For our firm, direct itemizing offered the monetary assets and investor confidence we wanted to speed up the commercialization of electrokinetic expertise, establish clients who need to purchase this expertise, and begin taking orders for our first product: the Smart Window Insert.

We tripled the dimensions of our staff with extremely certified, deeply skilled professionals in engineering, advertising and manufacturing, and as I write this in early February 2022, our first devoted manufacturing facility is about to come on-line in Oregon – not removed from the labs the place electrokinetic movie was developed, initially by Hewlett Packard after which by Crown’s analysis staff, which incorporates quite a few former HP engineers.

Now, earlier than you race to file your S-1, please know that there are vital hurdles to going public by way of direct itemizing – a few of which we’ll summarize subsequent. But this isn’t meant to discourage you, simply put together you.
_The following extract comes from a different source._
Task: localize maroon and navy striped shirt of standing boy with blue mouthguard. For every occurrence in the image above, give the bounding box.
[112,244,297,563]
And keep in mind: Any govt staff that wishes to entry public markets, by way of direct itemizing or not, can have to cross these assessments at some stage:

  1. It’s laborious and troublesome. The regulatory necessities for a publicly traded firm far exceed something that applies to privately held companies – and rightly so. Plan for 6-12 months of intense work coping with FINRA’s Public Offering System, the submitting necessities of the SEC and any questions that monetary regulators have about your paperwork. This work will in fact culminate in an S-1 registration assertion, dozens and even tons of of pages lengthy, however there’s much more to the method than only one huge submitting shortly earlier than your itemizing.

  2. It’s expensive. Understanding and demonstrating compliance with U.S. securities legislation is tough, even for essentially the most skilled company govt. You can’t do it alone and which means hiring attorneys (ideally, the nice sort). So whereas each firm is exclusive, don’t be stunned in case you rack up authorized bills within the neighborhood of $500,000 to $1.5 million whereas pursuing a direct itemizing.
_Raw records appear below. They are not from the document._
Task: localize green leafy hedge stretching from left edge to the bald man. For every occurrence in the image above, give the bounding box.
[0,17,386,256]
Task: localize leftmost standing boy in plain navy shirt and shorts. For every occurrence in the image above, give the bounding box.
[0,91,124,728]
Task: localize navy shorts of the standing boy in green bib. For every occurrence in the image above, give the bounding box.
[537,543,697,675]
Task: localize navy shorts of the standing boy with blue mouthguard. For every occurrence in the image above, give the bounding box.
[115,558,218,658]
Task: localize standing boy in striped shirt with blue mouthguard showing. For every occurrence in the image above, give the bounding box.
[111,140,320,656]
  3. It comes with appreciable, indefinite scrutiny. This is probably the most important adjustment you will want to make. Becoming a publicly traded firm calls for a complete new degree of transparency and accountability. Background checks. Public disclosure of monetary efficiency. Timely reviews on occasions which have a fabric influence, good or unhealthy, on your corporation. Extreme warning round firm info and rather more. I’ve discovered that this exterior scrutiny, nonetheless uncomfortable, finally drives higher outcomes for your corporation, your clients and your shareholders. But it ought to issue into the way you construct your core staff. More skilled founders, particularly people who have helped run public corporations, have an enormous benefit over those that haven’t. 

In conclusion: As you construct and develop a startup, there are many methods to increase capital, and I’m not suggesting {that a} direct itemizing can or must be the one means. If you might be extra snug with VC funding and ultimately an IPO or SPAC, by all means, keep on that highway.
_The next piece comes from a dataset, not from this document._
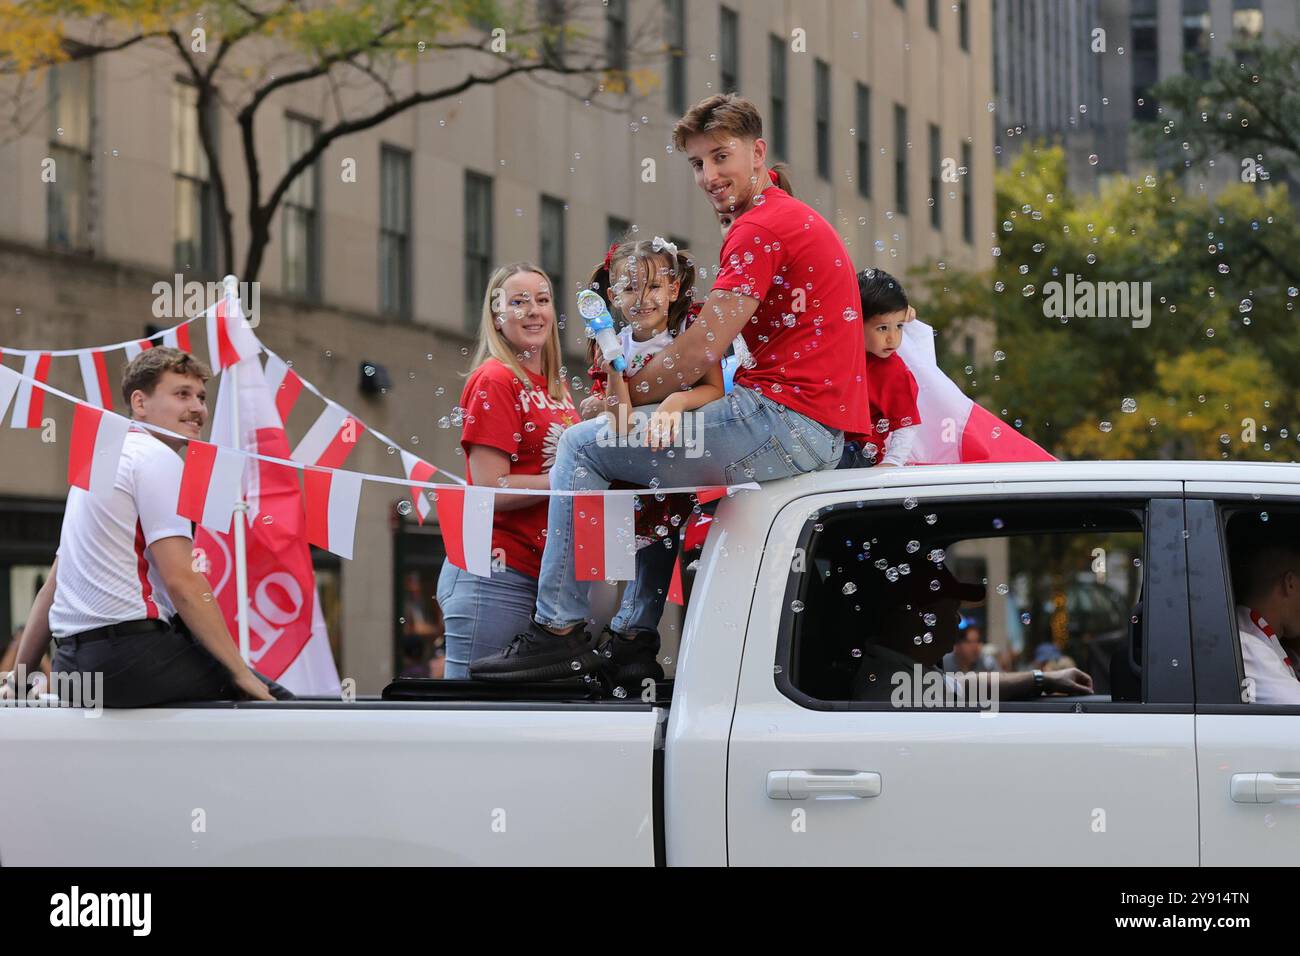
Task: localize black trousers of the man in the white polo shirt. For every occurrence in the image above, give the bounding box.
[49,618,294,708]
But I consider too many startups simply assume the VC highway is the one one out there and commit themselves to it with out understanding the professionals and cons and with out totally assessing the alternate options.

 As Jay Heller, VP and Head of Capital Markets for Nasdaq, says: “Everything we offer clients in an IPO, we offer in a direct listing.”

Speaking for myself and my management staff at Crown, I consider that direct itemizing is a extra environment friendly, investor-friendly and results-driven means to increase capital as a startup. More early-stage corporations ought to strongly think about it. 

Originally published on Crownek.com.

The views and opinions expressed herein are the views and opinions of the writer and don’t essentially replicate these of Nasdaq, Inc.